Em cima da mesa estão três cenários: o fim da ponte que é considerada património local e, consequentemente um ainda maior isolamento entre Monteiros e Veral; a recolocação da ponte para um lugar distante e que não sirva as necessidades das duas aldeias; ou a subida da ponte para uma cota acima da subida das águas para que o passadiço possa continuar a servir o seu propósito.
Para Maria, a ponte "será recolocada", só "não sabe onde". "Os habitantes das duas aldeias querem vê-la por perto por considerarem estar ali muito do seu esforço", explica à SÁBADO.
Mas tanto Maria como o resto da população de Monteiros não vai estar presente na reunião da Comissão de Acompanhamento Ambiental e só saberá o resultado da solução encontrada três dias depois, numa sessão de esclarecimento na sede da Junta de Freguesia do Bragado, a sete quilómetros da aldeia.
Para a associação Amigos da Ponte de Arame, a única solução que serve os povos vizinhos de Monteiros e Veral é a subida da ponte para níveis que impeçam que esta fique submersa.
Isto porque o fim da estrutura obrigaria a que as cerca de 30 pessoas que vivem em Veral tivessem que percorrer 52 km para visitar os familiares ou ir trabalhar em Monteiros.
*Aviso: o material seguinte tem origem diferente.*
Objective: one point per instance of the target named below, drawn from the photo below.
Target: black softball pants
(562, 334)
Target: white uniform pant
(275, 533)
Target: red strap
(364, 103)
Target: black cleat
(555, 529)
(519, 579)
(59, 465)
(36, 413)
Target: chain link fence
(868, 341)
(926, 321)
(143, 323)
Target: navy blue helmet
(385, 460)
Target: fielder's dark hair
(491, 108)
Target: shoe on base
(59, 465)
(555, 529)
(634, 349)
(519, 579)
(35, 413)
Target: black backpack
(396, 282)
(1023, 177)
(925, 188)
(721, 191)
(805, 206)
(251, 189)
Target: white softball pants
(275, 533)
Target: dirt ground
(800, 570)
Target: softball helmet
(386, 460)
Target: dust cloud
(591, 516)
Em causa está também o acesso a Vila Pouca de Aguiar, dos poucos municípios num raio de quilómetros, que ficaria dificultado sem uma ponte.
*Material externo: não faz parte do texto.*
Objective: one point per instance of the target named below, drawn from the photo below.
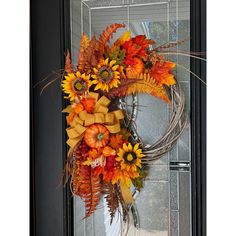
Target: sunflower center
(100, 136)
(105, 74)
(130, 157)
(80, 86)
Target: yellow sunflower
(76, 85)
(129, 158)
(106, 75)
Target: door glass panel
(163, 205)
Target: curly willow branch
(177, 124)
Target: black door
(55, 27)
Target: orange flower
(70, 117)
(108, 151)
(135, 68)
(116, 141)
(77, 107)
(161, 72)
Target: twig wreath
(106, 156)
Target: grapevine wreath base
(106, 156)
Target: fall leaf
(108, 33)
(68, 65)
(161, 72)
(137, 47)
(123, 38)
(84, 43)
(115, 53)
(135, 68)
(116, 141)
(88, 104)
(145, 84)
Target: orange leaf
(108, 32)
(88, 104)
(161, 72)
(116, 141)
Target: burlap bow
(100, 115)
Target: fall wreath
(106, 156)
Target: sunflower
(129, 158)
(106, 75)
(76, 85)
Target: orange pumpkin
(96, 136)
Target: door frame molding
(51, 20)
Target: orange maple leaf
(161, 72)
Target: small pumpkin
(96, 136)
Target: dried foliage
(145, 84)
(84, 43)
(84, 182)
(109, 190)
(90, 56)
Os habitantes das duas aldeias olham para a reabilitação da ponte como uma oportunidade turística. "Ultimamente tem vindo muita gente ver a ponte", afirma Maria Olímpia à SÁBADO.
A representante da Amigos da Ponte de Arame aponta também que, "talvez pelo reduzido número de pessoas e de eleitores", "quer a Câmara de Vila Pouca de Aguiar, quer a de Boticas nunca se empenharam em resolver a situação" e pede "coragem" para impedir que a estrutura comece a cair aos poucos.